Redpine & Solo’s Influences Playlist

redpine & solo influences

Redpine & Solo (aka: John Stuckey & Sam Moss) return after a brief hiatus, although they’ve been far from absent from the wider drum & bass scene.

Solo joined the License to Jungle crew following a plethora of performances at the renowned venue The Old Red Bus Station in Leeds. Playing host to the likes of Fracture, Om Unit, Dom & Roland, J Majik, Mantra, Dillinja, Klute and Ant TC1, it was inevitable the club night would go on to announce their own platform for releasing music. And whilst Solo may have been keeping the world of music entertained, Redpine was living in sonic solitude to work on his own Workshop and Design Studio. However, they now join forces once more for their collaborative effort Redpine & Solo, which sees them pulling together their immense skillsets for a brand-new EP on Studio Rockers. A place both artists have frequently called home.

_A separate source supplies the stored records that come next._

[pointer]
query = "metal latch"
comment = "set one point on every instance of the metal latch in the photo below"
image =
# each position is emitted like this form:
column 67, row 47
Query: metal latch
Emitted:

To celebrate its release, we’ve asked Solo to give us the top ten tracks in his playlists this week. Take a listen and see how these artists have helped influence their brand-new EP, which you can buy now.

Instra:mental – Pacific Heights

The Autonomic era was hugely influential for me. It encouraged me to explore more melodic ideas and opened my eyes to half-time drums and a whole host of amazing rhythms. This track by Instra:mental is one of my favourites from this period and I feel it’s a great example of the sub-genre.

Kid Drama – In Mind

‘In Mind’ by Kid Drama (one half of Instra:mental) is another superb piece of music. The breakdown, consisting of those melancholy synths, is one of the most emotive sections of music I’ve heard. I still love it as much as when I first heard it.

dBridge – Rendezvous

I couldn’t talk about the Autonomic sound without including its other originator, dBridge. ‘Rendezvous’ is another great example of this hugely influential sub-genre. The detuned synths, call-and-response melodies, and drum work are all elements we draw from in our Redpine & Solo compositions.

Roni Size & Reprezent – New Forms

I was 10 when the New Forms album came out, which helps to explain why it wasn’t on my radar until the early 2000’s (when I was about 13/14). This album opened the door to Drum and Bass for me, so its essential to recognise its huge influence. The track ‘New Forms’ is a beautiful example of the melting pot of different styles, which is something we aim for with our own music.

J Majik- Your Sound Remix

It was hard to narrow down which Metalheadz tracks had the biggest impact on me, but the remix of ‘Your Sound’ was so mind-blowing when I first heard it that I think it stands out. Everything about the track, from the drums to the bass, to the atmosphere is shockingly good.

Seba & Paradox – Fire Like This

Another hard one to narrow down was which Paradox track to include, and to be honest it could have been nearly any of them! He is the undisputed king of breakbeats in my eyes. ‘Fire Like This’, with long-time collaborator Seba is one of many great examples of how to manipulate a break. Highly recommend seeing Paradox live too – you will not be disappointed.

Cliff Martinez – Don’t Blow It

Cliff Martinez’s soundtrack for the remake of Solaris managed to turn a very average film into something far more engaging. The OST is a really good listen from start to finish and I would highly recommend it. I think my love of melodic percussive instruments like Gamelan’s developed from listening to this soundtrack.

Hot Water Music – Drunken Third

To pay homage to my influences outside of electronic music I’ve picked Hot Water Music’s ‘Drunken Third’. A lot of this sort of angsty punk rock shaped my early teenage years and developed my interest in songwriting, which led me to get a shit PC and a cracked version of Reason. There aren’t that many bands from those early years that I can still really enjoy, but HWM is one of them. Honourable mentions include Fugazi, Snuff, Guns N’ Wankers, and Leatherface.